From the Albuquerque Monthly Meeting of the Religious Society of Friends (Quakers)
Adopted January 6th, 2013:
Since November of 2011, we, the Albuquerque Monthly Meeting of the Religious Society of Friends (Quakers), have been engaged in a process of listening, learning, and dialogue with participants in the (un)Occupy Albuquerque movement. This engagement has awakened us to the implications of the use of the word “Occupy” and the ways in which the language of ‘occupation’ is a source of pain for many indigenous people and people of color. As Friends, we now regret the movement’s recourse to the language of war—to occupy is not to set free. In light of the history of colonization and the resulting effects on the land, environment, and indigenous peoples, our aspiration is more nearly expressed as “Unoccupy”. This word recognizes occupation as yet another effort to dominate and colonize both people and the earth and as a root cause of economic inequality. To end economic inequality, we must, among other things, change behaviors, ideologies, institutions, policies, economies, and even language that exploit people, land, and resources, particularly those people who have already suffered oppression.

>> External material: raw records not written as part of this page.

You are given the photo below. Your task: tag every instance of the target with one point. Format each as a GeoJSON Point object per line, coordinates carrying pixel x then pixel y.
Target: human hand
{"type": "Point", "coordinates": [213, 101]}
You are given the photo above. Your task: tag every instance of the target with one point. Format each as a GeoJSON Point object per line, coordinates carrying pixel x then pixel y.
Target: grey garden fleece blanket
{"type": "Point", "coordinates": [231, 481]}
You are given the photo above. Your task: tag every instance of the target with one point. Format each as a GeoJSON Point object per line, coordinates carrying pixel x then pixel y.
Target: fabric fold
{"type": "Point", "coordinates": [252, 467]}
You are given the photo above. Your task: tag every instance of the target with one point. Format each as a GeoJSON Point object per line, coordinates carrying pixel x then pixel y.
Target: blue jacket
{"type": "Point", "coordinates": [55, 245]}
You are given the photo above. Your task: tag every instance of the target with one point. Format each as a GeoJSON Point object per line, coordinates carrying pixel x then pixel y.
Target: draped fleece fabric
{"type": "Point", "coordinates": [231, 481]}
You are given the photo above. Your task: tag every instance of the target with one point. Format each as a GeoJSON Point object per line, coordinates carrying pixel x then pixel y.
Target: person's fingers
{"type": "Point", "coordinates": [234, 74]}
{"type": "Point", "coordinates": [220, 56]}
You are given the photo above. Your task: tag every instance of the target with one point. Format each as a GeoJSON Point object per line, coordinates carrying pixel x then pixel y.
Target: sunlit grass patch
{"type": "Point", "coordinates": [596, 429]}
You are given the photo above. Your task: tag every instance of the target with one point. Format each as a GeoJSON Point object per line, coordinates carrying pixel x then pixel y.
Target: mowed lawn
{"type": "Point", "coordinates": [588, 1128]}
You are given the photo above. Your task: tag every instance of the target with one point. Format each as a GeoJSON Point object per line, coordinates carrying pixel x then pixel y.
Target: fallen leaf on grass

We are hopeful that the Occupy and (un)Occupy movements globally will continue to be a force for positive change; we affirm the right of demonstrators to free speech and peaceable assembly; and we oppose endeavors to silence those who are exercising these rights through non-violent demonstration and protest. We are also hopeful that through a continued relationship with (un)Occupy Albuquerque, as well as through self-education about dynamics of privilege, oppression, racism, and colonization, we will continue questioning and speaking truth to ourselves, each other, and our communities (both Quaker and non-Quaker) about these issues, moving past actions that merely substitute one system of domination and oppression for another. In our witness, we must not become occupiers ourselves, simply striving to shift power our way rather than shine the light of truth on systems of race, class, power, and privilege, and the need for restorative economic and social justice.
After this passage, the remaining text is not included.